Encore « sous tension » il y a deux mois, notre pays est désormais au bord du précipice. Les évènements du 16 février se sont déroulés dans un contexte chaotique où, face aux jeunes venus accompagner leur leader, des milices d'État auraient été mêlés aux forces de sécurité régulières. Le même jour, deux jeunes ont été gravement blessés à Bignona. Une semaine auparavant, le vendredi 10 février, à Mbacké, l'interdiction d'un meeting du PASTEF, pour des motifs assez légers, a dégénéré dans un affrontement de plusieurs heures entre les manifestants et les forces de sécurité. Cela a été accompagné, bien sûr, de nombreuses arrestations. Aujourd'hui, plus d’une centaine d’opposants et d’activistes de tous âges, dont une mère de famille, sont détenus alors qu’ils étaient deux ou trois dizaines (ce qui est déjà excessif) en décembre.
C'est à croire que nos autorités ont pris le parti délibéré d’emprisonner le plus de « trouble-fête » possible, à la faveur d'un climat pré-insurrectionnel fait d'interdictions, de confrontations et de violences politiques.
Dans notre analyse, ceci est instauré et entretenu par la radicalité de décisions administratives et judiciaires extrêmement contestables. La question est de savoir si cela est fait exprès ou pas. Ces actions ont, en tout cas, une caractéristique marquée. Elles ciblent, en effet, une frange précise de l’opposition dont les membres et dirigeants sont traités en ennemis et poussés à la défiance, puis à la révolte. « Isoler et encercler l’ennemi principal » : cette vieille tactique des guerres de guérillas des années 50 semble avoir fait école, pour s’installer au cœur de la pratique politique d’un État radicalisé dans la déviance des règles de base de l’Etat de droit.

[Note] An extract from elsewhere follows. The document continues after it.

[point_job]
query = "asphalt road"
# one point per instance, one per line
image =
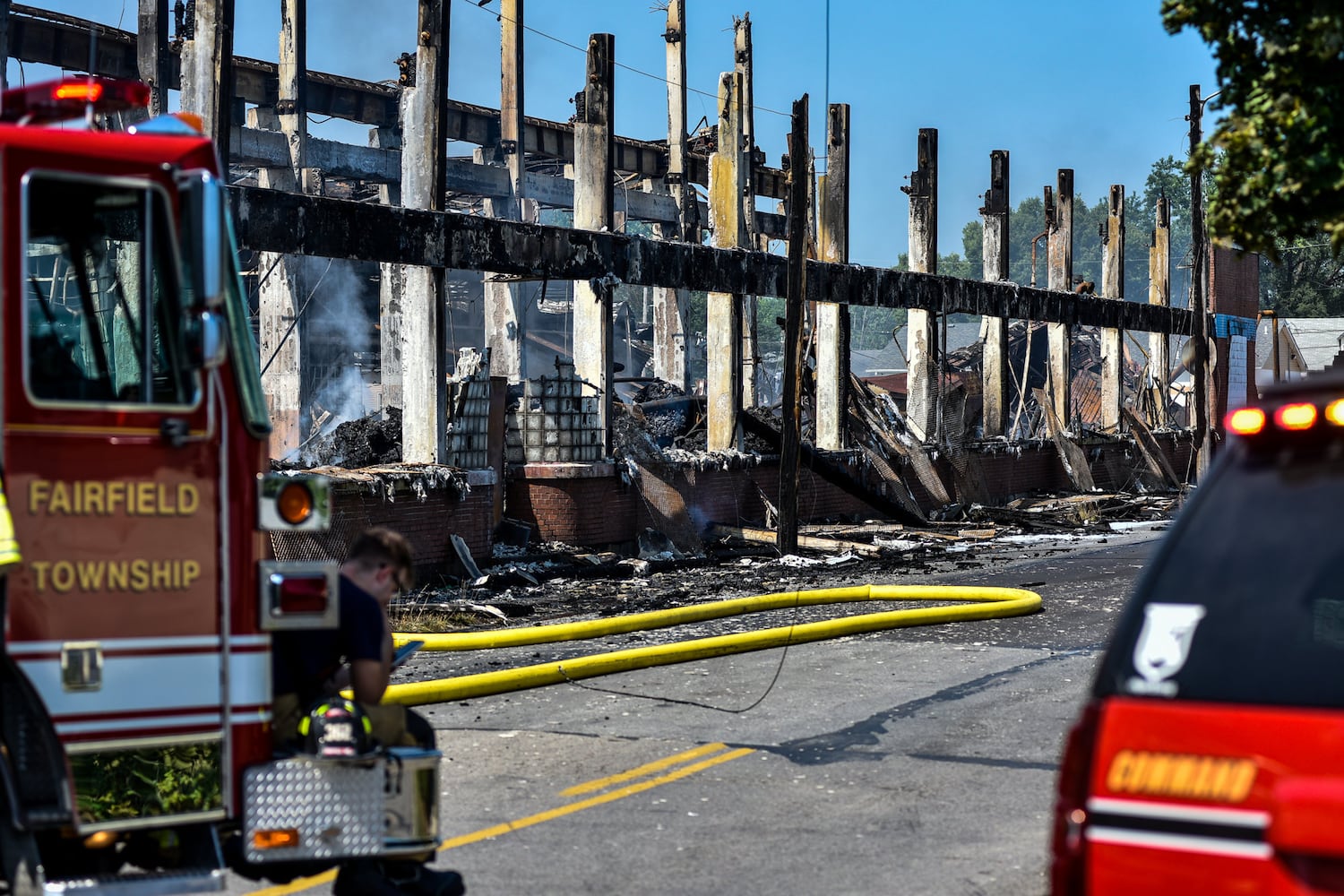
(916, 761)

Les journalistes et leurs outils de travail ne sont pas épargnés, avec des coupures de signaux répétitives, des destructions de supports informationnels et des emprisonnements de membres de leur corps, portant ainsi gravement atteinte à la liberté de presse et au droit à l'information des sénégalais garantis par l'article 8 de la constitution.
La peur panique d’un changement de régime à la faveur des élections de 2024 est évidente. Pourtant, rien dans une démocratie « sobre et vertueuse » ne devrait justifier une telle politique du pire. Par conséquent, ayant en bandoulière l’adage jadis cher à Cheikh Anta Diop, « wara wax, wax », le Mouvement Fonk sa Reew exige la libération sans délai de tous les détenus politiques et la cessation des persécutions et des arrestations arbitraires, afin d’apaiser le climat socio-politique.

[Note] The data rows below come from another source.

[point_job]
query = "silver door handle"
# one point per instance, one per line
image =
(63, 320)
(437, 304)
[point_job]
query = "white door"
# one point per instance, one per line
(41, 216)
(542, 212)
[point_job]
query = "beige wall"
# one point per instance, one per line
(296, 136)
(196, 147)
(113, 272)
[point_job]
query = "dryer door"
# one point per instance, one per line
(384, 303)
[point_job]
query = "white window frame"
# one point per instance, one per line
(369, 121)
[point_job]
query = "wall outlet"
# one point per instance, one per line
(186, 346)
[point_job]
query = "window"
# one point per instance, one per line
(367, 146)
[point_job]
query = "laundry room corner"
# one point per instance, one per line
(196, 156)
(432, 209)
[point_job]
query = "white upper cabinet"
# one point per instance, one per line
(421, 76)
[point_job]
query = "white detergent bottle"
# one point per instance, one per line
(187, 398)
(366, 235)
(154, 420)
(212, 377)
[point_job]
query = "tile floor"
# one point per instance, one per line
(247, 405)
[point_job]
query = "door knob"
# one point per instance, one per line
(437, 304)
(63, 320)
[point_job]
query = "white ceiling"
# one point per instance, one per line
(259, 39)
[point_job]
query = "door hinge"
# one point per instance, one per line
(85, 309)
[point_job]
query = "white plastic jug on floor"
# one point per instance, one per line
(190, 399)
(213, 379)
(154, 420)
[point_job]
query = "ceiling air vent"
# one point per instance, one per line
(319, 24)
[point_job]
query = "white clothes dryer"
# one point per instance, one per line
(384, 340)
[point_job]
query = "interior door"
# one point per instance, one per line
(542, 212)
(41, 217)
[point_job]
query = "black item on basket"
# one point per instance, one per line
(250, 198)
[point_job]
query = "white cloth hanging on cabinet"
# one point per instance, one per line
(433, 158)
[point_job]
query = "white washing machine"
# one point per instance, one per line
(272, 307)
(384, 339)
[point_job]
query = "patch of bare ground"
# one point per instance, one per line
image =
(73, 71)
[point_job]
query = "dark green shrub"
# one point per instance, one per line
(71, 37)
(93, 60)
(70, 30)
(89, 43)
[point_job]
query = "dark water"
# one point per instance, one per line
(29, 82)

Nous exigeons aussi la lumière sur les disparitions et morts suspectes, ainsi que des enquêtes sérieuses et approfondies pour identifier et punir les auteurs des crimes odieux commis depuis les événements de mars 2021, y compris sur 17 jeunes sénégalais. Le droit de manifester et de se réunir des partis politiques et les libertés citoyennes, qui sont aussi garantis par la Constitution en son article 8, doivent être impérativement respectés et protégés par l’Etat.
Il est essentiel que les institutions de la république jouent pleinement leur rôle dans le respect de leurs prérogatives propres et de l’indépendance que leur confère la Constitution. L’Etat de droit, dont le Sénégal se réclame, ne doit pas être un simple slogan, mais une réalité qui s'impose à l'État comme aux citoyens et qui se reflète dans les comportements de toutes les administrations et corps de l'État.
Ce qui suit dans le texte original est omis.